Le ministre camerounais de la Communication a réagi en convoquant une conférence de presse et a refusé de commenter ou condamner l’assassinat et a même demandé à la presse de ne plus en parler.

Menaces et violences

Bien avant l’assassinat d’Eric, les activistes LGBT faisaient face à des menaces et des violences. L« Eglise catholique camerounaise a récemment publié un communiqué contre l’homosexualité, d’autres organisent des “journées contre l’homosexualité”, tandis que le gouvernement fait mine d’ignorer la violence.

Les échelons les plus élevés du gouvernement semblent pris entre, d’une part, l’intolérance aveugle d’une partie des citoyens envers les homosexuels, et d’autre part par la pression de la communauté internationale et des bailleurs de fonds. Ces derniers exigent en effet du gouvernement de faire cesser la violence contre les personnes LGBT, d’abroger les lois discriminatoires et de respecter les conventions internationales signées par le Cameroun.

Pour se rendre compte de l’homophobie ambiante, Il est possible, pour ceux qui ont l’estomac solide, de parcourir les commentaires sur les sites d’informations camerounais.

Cette lecture peut aussi montrer à quel point l’homosexualité est mal comprise au Cameroun. Elle est souvent associée avec des rites magiques néfastes dits du “ magico-anal ”, prétendument destinés à accéder à des positions de pouvoir et l’homosexualité semble ainsi être devenue un symbole de la corruption de ceux au pouvoir (lorsque des listes d’homosexuels présumés dans des positions de pouvoir ont été publiées en 2006 par des journaux cherchant des ventes à tout prix, le gouvernement a réagit en soutenant que la sexualité de chacun doit rester une affaire privée).

Dans cet imaginaire, l’homosexualité est aussi assimilée au harcèlement sexuel, à la pédophilie, à la zoophilie, etc.

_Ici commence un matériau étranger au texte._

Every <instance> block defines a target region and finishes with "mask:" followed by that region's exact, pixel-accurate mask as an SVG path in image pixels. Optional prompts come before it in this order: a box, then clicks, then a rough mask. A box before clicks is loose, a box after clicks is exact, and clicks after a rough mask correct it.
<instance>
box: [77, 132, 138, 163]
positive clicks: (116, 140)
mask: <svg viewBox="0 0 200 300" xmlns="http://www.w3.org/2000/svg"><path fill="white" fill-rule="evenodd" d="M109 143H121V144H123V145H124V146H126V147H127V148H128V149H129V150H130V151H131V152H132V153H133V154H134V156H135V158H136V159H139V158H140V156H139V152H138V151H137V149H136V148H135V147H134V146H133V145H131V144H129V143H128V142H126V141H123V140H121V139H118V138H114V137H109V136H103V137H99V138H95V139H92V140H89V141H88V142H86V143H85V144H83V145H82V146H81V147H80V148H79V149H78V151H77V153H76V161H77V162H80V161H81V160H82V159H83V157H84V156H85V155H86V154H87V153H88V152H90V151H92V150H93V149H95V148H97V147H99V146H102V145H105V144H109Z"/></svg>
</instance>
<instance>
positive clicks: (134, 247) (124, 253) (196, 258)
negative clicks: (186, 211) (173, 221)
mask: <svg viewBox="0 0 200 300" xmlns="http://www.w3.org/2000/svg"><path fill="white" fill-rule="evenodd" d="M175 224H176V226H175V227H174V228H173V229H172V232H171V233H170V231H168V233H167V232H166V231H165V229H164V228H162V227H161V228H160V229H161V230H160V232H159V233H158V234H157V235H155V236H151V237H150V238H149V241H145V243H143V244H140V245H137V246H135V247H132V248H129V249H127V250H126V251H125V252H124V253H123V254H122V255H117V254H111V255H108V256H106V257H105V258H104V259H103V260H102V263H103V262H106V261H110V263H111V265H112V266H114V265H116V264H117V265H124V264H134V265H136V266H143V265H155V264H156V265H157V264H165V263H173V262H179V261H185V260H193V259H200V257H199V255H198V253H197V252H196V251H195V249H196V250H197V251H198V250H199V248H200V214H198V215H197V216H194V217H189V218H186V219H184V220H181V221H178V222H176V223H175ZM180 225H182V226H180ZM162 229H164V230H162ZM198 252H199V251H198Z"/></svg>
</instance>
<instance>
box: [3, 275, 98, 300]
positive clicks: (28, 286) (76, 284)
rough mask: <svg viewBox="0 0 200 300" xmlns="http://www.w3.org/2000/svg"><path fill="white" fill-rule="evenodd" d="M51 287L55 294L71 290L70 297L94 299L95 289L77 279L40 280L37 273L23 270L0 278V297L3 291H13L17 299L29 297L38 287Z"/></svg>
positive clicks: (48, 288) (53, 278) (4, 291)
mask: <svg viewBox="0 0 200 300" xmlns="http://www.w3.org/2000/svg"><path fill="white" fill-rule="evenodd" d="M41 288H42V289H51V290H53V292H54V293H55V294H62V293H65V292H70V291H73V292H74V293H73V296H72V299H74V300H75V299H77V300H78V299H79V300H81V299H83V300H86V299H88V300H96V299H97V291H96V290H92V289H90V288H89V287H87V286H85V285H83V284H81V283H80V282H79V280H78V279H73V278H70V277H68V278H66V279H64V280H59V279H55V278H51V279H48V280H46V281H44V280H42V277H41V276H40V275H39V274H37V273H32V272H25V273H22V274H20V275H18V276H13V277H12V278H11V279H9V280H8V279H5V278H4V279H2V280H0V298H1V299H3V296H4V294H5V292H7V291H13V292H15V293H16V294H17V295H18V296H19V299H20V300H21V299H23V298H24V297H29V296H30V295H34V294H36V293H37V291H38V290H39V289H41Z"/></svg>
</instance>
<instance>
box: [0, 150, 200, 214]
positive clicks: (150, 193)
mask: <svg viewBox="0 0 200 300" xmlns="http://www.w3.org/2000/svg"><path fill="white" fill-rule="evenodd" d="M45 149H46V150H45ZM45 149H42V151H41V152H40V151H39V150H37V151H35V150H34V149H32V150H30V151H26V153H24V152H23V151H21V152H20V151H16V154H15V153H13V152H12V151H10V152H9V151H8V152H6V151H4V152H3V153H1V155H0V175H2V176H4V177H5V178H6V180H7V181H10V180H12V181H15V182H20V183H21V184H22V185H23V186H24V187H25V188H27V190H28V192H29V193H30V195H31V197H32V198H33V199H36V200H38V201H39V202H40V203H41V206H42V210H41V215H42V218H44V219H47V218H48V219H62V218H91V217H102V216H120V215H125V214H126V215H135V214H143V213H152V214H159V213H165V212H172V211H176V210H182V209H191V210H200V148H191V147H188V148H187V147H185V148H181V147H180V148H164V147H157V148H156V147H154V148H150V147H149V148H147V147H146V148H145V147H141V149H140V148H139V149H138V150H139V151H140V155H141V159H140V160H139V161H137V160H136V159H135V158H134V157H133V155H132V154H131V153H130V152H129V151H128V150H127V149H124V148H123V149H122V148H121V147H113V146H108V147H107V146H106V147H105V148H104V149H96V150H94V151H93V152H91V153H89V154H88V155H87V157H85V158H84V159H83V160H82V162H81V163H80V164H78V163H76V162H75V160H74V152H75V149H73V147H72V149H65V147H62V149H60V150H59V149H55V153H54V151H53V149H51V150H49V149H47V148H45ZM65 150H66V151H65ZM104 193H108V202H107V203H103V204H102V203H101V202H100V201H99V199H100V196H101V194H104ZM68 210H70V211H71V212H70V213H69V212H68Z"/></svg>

Le fait que les pays et institutions occidentaux aient exprimé leur indignation contre la violence envers les personnes LGBT est instrumentalisé pour détourner l’attention du public camerounais des nombreuses autres violations de droits humains dont font état plusieurs rapports.

L’homosexualité est ainsi faussement présentée comme un symbole des différences des valeurs “ occidentales ” en opposition aux valeurs “ africaines ”.

Dans ce cadre, il est souvent avancé que beaucoup de Camerounais sont chrétiens et que l’homosexualité ne saurait donc être acceptée dans le pays. Ceci est assez paradoxal étant donné que cette religion a été violemment implantée dans la région par des missionnaires européens.

Les articles publiés dans la presse internationale expriment pour la plupart le souhait que les meurtriers soient trouvés. Cependant, même a- delà du contexte d’homophobie, la probabilité de trouver les véritables assassins d’Eric semble faible. En effet, la police est une des institutions les plus corrompues du pays.

De plus, certains membres des forces de police eux-mêmes harcèlent les personnes perçues comme homosexuelles, et utilisent la loi contre l’homosexualité comme un outil de chantage.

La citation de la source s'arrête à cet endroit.